Although rarely observed, the most frequently encountered complications relate to trauma to the oropharynx and/or esophagus, resulting in symptomatology such as pharyngeal discomfort, odynophagia, and dysphagia. The use of direct laryngoscopic guidance during TEE probe placement has been examined in adult patients in an effort to minimize potential oropharyngeal mucosal injury [114]. Whether this may also be the case in children remains to be determined. An interesting investigation proposed that head positioning to the side rather than the midline facilitated esophageal intubation with the TEE probe in children under 10 kg of body weight. The study theorized that anatomic changes in the hypopharynx associated with head turning would favor probe passage, which in their experience was confirmed by turning the head to the left [115].
Less likely problems related to TEE are respiratory difficulties or hemodynamic changes.
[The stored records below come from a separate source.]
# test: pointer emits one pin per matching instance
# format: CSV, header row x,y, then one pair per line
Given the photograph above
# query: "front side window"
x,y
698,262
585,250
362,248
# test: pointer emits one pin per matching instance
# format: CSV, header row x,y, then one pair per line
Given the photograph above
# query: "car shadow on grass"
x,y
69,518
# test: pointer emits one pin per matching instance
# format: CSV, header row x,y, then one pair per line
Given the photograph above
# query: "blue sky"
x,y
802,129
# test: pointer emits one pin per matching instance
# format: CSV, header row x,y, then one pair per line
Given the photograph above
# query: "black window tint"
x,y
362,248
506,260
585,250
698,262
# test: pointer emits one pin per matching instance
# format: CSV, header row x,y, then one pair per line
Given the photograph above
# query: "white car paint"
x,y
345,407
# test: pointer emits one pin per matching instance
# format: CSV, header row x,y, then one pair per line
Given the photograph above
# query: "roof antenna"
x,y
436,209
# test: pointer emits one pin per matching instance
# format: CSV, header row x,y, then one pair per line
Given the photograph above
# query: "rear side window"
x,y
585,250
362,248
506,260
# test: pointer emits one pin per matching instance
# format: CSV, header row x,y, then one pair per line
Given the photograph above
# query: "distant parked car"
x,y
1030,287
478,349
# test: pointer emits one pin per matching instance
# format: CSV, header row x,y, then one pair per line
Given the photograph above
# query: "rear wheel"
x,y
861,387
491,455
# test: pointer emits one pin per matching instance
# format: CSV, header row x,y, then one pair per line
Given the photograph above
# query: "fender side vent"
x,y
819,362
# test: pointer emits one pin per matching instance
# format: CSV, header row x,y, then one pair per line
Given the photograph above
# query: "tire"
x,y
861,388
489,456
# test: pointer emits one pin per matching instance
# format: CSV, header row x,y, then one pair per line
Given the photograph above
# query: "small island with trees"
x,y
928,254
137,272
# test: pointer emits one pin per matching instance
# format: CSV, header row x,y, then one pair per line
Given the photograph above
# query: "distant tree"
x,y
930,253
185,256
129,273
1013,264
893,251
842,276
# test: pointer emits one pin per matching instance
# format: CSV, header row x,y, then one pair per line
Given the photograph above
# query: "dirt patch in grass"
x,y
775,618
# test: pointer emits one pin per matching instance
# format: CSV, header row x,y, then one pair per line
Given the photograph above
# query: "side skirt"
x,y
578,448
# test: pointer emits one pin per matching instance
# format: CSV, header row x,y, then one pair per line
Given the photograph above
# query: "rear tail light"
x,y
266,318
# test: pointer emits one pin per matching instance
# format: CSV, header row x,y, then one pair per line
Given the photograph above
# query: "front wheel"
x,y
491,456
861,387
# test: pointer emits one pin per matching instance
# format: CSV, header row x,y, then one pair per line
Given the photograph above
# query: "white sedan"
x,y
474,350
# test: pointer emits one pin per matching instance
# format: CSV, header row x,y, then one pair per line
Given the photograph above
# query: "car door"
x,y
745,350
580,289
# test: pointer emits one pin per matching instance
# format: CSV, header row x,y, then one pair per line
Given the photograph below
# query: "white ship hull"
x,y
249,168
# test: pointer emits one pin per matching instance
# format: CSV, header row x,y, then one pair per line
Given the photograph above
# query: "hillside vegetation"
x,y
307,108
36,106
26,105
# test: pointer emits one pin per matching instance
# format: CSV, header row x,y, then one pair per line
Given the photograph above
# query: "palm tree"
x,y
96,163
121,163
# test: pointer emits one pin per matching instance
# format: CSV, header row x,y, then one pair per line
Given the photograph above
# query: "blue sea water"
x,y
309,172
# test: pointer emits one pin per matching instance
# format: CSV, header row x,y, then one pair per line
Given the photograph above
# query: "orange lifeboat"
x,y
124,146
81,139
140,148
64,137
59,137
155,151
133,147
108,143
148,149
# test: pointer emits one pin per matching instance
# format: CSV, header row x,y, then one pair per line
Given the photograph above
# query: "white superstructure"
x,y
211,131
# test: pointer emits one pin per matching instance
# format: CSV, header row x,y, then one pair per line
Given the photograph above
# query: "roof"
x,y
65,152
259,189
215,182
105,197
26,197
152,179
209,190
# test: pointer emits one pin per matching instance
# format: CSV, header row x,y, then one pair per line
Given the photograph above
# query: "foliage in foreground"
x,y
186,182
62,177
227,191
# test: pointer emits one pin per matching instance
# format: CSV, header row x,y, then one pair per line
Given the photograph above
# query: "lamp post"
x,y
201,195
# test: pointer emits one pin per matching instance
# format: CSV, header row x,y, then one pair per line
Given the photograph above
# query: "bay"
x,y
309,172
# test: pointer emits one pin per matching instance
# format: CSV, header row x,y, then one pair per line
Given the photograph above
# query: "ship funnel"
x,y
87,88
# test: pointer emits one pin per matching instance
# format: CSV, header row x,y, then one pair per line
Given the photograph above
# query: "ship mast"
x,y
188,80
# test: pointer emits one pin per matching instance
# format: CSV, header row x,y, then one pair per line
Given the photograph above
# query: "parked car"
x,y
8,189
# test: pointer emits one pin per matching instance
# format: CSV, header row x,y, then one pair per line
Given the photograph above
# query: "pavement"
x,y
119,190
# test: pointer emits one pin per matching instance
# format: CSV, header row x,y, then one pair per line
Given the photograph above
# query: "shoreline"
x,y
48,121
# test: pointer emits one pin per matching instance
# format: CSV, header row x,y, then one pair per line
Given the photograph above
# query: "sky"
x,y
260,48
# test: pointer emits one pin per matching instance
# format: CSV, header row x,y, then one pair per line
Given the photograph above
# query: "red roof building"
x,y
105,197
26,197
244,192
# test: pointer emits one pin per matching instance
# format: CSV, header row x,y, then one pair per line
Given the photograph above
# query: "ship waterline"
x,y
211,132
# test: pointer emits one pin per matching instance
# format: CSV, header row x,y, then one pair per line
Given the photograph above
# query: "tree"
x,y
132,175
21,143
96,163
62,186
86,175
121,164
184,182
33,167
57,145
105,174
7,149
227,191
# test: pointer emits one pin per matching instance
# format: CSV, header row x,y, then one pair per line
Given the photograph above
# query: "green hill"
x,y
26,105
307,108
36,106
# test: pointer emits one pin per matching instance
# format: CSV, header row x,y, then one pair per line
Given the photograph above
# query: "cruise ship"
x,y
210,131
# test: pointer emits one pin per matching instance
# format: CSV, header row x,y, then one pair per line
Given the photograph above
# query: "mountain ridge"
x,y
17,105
Reported complications include: accidental tracheal extubation, ventilatory compromise related to impingement of the esophageal probe on the tracheobronchial tree, and alterations of cardiac rhythm [116–122]. Compression of adjacent cardiovascular structures by the probe has been reported resulting in circulatory derangement [123]. Compression of an aberrant subclavian artery may lead to a dampened radial artery blood pressure tracing [124]. Descending aortic compression may manifest as a change in the contour of a lower extremity arterial tracing or pulse oximeter signal. Serious complications such as esophageal perforation, inadvertent gastric incision during sternotomy, and subglottic stenosis have been described although, fortunately, these have been extremely rare [108, 125, 126].